Lin Muyu merasa sangat canggung, “Senior, buku pedang ini kudapat dari asosiasi dagang!”

“Dari asosiasi dagang? Tak heran begitu buruk…”

Kakek Pedang tanpa basa-basi menilai, “Anak muda, kau tak punya jurus pedang lain lagi?”

“Ada satu lagi.”

Lin Muyu berteriak lantang, mengalirkan energi sejatinya ke lengan hingga berubah menjadi kilat yang menyatu dengan mata pedang, lalu menghantam dengan kekuatan petir dan angin, “Krak!” Kilat membelah udara, meninggalkan jejak indah di angkasa, inilah Tebasan Sambaran Petir!

Kali ini Kakek Pedang agak terkejut. Ia membuka matanya, lalu berkata sambil tersenyum, “Ini lumayan menarik, tapi hanya satu jurus saja, belum bisa disebut sebagai jurus pedang sejati. Lagipula, hanya setara jurus kelas dua...”

Lin Muyu merasa tidak senang, “Senior, ini jurus yang diajarkan oleh Pendekar Huo Ding Qu.”

“Oh, jurus pedang dari Huo Ding Qu?”

Kakek Pedang tertawa hingga hampir meneteskan air mata, “Orang tua itu ternyata juga bisa main pedang? Aku kira dia hanya mahir tinju dan pukulan saja di dunia ini, ternyata bisa menari pedang juga? Tak heran cuma kelas dua...”

“Senior mengenal Kakek Qu?”

“Hmph, tidak kenal!”

Kakek Pedang menghentikan tawanya, berkata, “Anak muda, kau telah memenuhi syarat pertama dan kedua, namun sayang, syarat ketiga tidak kau penuhi. Pemahamanmu tentang jalan pedang bahkan belum sampai permukaannya, ada baiknya kau kembali berlatih dan bila suatu saat ada kemajuan, datanglah kembali untuk menguji kemampuan, bagaimana?”
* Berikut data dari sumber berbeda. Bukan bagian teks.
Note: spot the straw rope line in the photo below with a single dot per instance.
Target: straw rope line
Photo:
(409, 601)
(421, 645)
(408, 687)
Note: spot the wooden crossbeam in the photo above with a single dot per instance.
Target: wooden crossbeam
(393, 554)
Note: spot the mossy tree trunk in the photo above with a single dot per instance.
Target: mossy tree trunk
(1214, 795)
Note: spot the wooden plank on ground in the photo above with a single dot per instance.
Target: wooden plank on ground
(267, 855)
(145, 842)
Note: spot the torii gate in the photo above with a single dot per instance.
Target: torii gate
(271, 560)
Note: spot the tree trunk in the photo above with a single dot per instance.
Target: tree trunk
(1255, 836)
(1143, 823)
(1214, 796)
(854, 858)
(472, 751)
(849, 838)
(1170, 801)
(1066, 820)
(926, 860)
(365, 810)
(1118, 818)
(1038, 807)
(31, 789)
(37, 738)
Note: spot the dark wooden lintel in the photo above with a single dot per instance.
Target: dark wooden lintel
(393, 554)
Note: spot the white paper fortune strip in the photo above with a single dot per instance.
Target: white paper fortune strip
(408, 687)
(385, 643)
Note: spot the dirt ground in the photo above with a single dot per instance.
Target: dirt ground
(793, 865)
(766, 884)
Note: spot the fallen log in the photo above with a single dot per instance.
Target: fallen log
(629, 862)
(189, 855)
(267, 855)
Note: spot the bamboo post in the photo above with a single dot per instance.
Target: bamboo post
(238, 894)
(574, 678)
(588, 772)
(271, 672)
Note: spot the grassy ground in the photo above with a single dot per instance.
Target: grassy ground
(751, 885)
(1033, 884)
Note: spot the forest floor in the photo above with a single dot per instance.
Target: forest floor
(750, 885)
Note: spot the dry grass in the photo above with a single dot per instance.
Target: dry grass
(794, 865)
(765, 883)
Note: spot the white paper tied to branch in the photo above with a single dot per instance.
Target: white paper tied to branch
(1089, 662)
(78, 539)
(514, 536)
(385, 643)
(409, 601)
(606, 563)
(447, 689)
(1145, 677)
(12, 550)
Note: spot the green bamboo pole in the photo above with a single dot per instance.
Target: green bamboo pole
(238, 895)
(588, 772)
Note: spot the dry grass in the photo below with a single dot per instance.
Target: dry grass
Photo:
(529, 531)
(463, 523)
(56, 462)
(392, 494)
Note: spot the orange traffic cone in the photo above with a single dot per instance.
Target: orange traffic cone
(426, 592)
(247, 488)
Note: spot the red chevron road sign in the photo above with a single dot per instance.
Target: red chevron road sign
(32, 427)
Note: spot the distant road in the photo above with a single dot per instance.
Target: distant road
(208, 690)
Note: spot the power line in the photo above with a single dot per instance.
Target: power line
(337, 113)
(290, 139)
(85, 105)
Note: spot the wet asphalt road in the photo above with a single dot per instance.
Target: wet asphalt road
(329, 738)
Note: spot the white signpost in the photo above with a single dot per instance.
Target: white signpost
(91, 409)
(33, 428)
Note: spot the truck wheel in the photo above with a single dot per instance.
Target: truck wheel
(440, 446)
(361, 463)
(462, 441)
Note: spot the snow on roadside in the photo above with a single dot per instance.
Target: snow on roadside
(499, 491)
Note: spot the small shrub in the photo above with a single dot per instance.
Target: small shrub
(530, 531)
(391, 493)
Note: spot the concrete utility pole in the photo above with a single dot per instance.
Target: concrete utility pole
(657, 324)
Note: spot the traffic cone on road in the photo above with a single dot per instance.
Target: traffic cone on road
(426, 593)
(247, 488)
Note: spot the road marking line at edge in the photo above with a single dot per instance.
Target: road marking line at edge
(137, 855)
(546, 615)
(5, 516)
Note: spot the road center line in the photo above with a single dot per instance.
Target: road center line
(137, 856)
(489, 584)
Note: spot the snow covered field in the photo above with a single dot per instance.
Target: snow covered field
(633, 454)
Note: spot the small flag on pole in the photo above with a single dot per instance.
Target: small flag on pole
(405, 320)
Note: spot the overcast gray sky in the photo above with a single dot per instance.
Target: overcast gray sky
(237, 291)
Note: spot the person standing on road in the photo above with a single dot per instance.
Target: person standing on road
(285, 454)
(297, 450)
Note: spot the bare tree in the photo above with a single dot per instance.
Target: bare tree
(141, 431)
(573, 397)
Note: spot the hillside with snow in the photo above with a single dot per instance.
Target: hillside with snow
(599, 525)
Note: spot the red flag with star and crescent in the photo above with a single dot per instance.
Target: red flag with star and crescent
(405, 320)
Lin Muyu merasa agak tidak puas, “Kalau aku sudah menguasai jurus pedang tingkat tertinggi, rasanya tak perlu repot ke sini untuk ditolak, kan?”

Kakek Pedang tak bisa menahan tawa, “Anak muda, kau jujur juga rupanya! Begini saja, dasarmu cukup bagus, namun untuk belajar ilmu pedangku, harus ada satu syarat lagi.”

“Apa syaratnya?”

“Bawakan aku sebilah senjata dewa yang membuatku terkesan!”

Lin Muyu tertegun, “Bagaimana dengan Pedang Liao Yuan milikku?”

“Pedang Liao Yuan hanya pedang kelas tiga, belum layak disebut senjata dewa. Setidaknya bawa pedang kelas Xuan hasil penempaan jiwa, bagaimana?”

Lin Muyu menghela napas lalu mengangguk, “Kalau begitu, aku akan melebur ulang Pedang Liao Yuan, mungkin akan memenuhi syarat?”

“Menempa ulang Pedang Liao Yuan?” Kakek Pedang terbelalak, “Jadi, kau juga seorang pandai besi?”

“Kurang lebih begitu!”

“Haha, itu lebih bagus lagi. Jika kau benar-benar bisa menempanya menjadi pedang kelas Xuan, aku akan mengajarkan seluruh ilmu pedangku padamu tanpa ragu, bagaimana?”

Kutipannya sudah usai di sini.